Quality over quantity
EHRs are generating a wealth of information and simply having data in an EHR does not solve the data fragmentation problem. Merging the data together is just the first step, data quality is the next. It ensures medical professionals have the right data to make the right decisions.
For example, Jane Smith begins has an existing medical record. She gets married and becomes Jane Jones. The next time she visits the doctor, she fills out an intake form under Jane Jones. When her data is entered into the system, sophisticated matching is able to identify her as the same Jane Smith with an existing record by looking beyond just name, to include age, addresses, phone and other data while also allowing for entry errors. The same Jane Jones could move following her marriage and data quality factors like height, gender etc. can be leveraged to identify records that need to be merged together, eliminating the risk of missed patient history that might be critically important to a current diagnosis.
Promising future for data
Leveraging holistic and reliable data can realize the promise of EHRs -- consistent, high-quality, efficient and cost-effective care. But for this potential to be realized, we first need to do the pragmatic, hard, pick-and-shovel work of ensuring that patients are uniquely identified, and the data we know about them is accurate, timely and trustworthy. Data integration and data quality technologies are the key elements to unlocking the potential of data captured in EHRs to revolutionize healthcare.
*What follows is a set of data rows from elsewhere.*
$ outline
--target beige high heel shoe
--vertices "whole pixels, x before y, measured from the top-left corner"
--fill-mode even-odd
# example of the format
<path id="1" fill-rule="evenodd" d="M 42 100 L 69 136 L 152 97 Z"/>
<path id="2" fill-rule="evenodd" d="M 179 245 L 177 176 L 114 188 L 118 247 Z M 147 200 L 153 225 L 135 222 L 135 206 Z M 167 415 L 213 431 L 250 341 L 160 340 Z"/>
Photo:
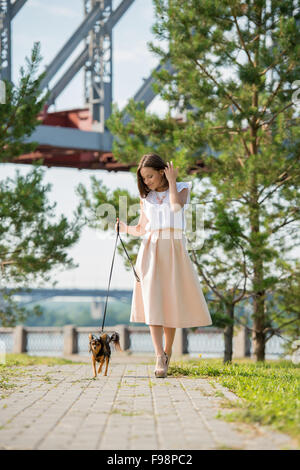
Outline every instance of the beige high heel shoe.
<path id="1" fill-rule="evenodd" d="M 156 356 L 155 377 L 165 378 L 168 371 L 168 356 L 164 353 L 162 356 Z"/>

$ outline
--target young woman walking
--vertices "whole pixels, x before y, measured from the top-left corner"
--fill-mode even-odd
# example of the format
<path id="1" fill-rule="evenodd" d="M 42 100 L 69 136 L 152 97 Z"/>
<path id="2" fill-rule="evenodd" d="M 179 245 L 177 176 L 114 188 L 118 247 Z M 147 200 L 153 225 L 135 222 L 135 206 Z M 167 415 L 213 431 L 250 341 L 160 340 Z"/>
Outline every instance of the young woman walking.
<path id="1" fill-rule="evenodd" d="M 156 377 L 167 376 L 176 328 L 212 324 L 185 245 L 184 205 L 190 201 L 192 182 L 176 182 L 177 173 L 172 162 L 144 155 L 137 169 L 139 222 L 136 226 L 119 222 L 120 232 L 143 237 L 135 265 L 140 282 L 135 280 L 130 321 L 149 325 Z"/>

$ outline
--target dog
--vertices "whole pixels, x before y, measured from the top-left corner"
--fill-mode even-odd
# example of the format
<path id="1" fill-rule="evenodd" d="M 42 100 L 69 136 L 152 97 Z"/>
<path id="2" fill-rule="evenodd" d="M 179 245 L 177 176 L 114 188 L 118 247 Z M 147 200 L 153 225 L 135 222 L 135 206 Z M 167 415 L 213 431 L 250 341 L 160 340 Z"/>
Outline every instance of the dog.
<path id="1" fill-rule="evenodd" d="M 106 361 L 104 375 L 107 375 L 107 369 L 111 355 L 110 342 L 114 344 L 117 351 L 122 351 L 120 346 L 119 333 L 114 331 L 111 336 L 109 336 L 107 333 L 101 333 L 99 338 L 90 333 L 89 340 L 89 352 L 92 353 L 94 377 L 97 377 L 96 362 L 100 362 L 100 366 L 98 368 L 98 374 L 100 374 L 104 361 Z"/>

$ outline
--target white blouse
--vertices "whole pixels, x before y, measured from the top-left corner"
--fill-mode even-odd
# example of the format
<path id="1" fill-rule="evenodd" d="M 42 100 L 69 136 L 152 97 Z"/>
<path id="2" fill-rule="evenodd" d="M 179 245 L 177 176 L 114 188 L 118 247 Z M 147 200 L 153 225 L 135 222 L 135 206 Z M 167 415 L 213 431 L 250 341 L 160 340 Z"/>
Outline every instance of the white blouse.
<path id="1" fill-rule="evenodd" d="M 176 211 L 171 211 L 169 189 L 166 191 L 150 191 L 145 198 L 141 198 L 143 204 L 143 211 L 149 222 L 147 223 L 145 230 L 146 232 L 151 230 L 157 230 L 159 228 L 180 228 L 183 231 L 186 228 L 185 221 L 185 209 L 190 202 L 190 193 L 192 189 L 192 181 L 176 181 L 177 192 L 180 192 L 183 188 L 188 188 L 188 196 L 184 206 Z M 162 204 L 159 204 L 156 199 L 156 194 L 159 199 L 163 199 Z"/>

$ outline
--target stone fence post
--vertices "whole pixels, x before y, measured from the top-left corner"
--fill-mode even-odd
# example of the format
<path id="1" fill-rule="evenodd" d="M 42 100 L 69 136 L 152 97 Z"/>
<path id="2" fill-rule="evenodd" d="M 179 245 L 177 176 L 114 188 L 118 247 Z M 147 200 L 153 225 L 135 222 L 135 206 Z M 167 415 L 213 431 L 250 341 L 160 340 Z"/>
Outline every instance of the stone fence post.
<path id="1" fill-rule="evenodd" d="M 176 328 L 172 356 L 182 356 L 188 353 L 187 331 L 186 328 Z"/>
<path id="2" fill-rule="evenodd" d="M 14 328 L 13 352 L 21 354 L 26 352 L 27 332 L 23 325 Z"/>
<path id="3" fill-rule="evenodd" d="M 250 357 L 251 342 L 247 327 L 237 329 L 233 336 L 233 358 Z"/>
<path id="4" fill-rule="evenodd" d="M 129 329 L 127 325 L 114 325 L 109 327 L 111 331 L 116 331 L 120 335 L 120 346 L 122 351 L 126 351 L 130 348 L 130 337 Z"/>
<path id="5" fill-rule="evenodd" d="M 74 325 L 64 326 L 64 356 L 77 353 L 77 332 Z"/>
In 2003 the ten year project of mapping the human genome was completed, now ten years later researchers claim to do it in 4 hours. Imagine this technology merging with EHRs -- mapping entire individual medical histories for patients from genetics to current health. What type of insights or predictions could result from integrating these two data sources?
Technology in healthcare is sparking speculation of how new capabilities will intersect to predict future illnesses in patients, reveal secrets about our ancestry, or map a path of treatment -- the possibilities are endless.
And it all begins with data.
Richard Cramer is the Chief Healthcare Strategist for Informatica. He is responsible for working with Informatica's healthcare prospects and customers to understand their business and clinical objectives and ensuring Informatica's products and solutions meet the needs of the healthcare market.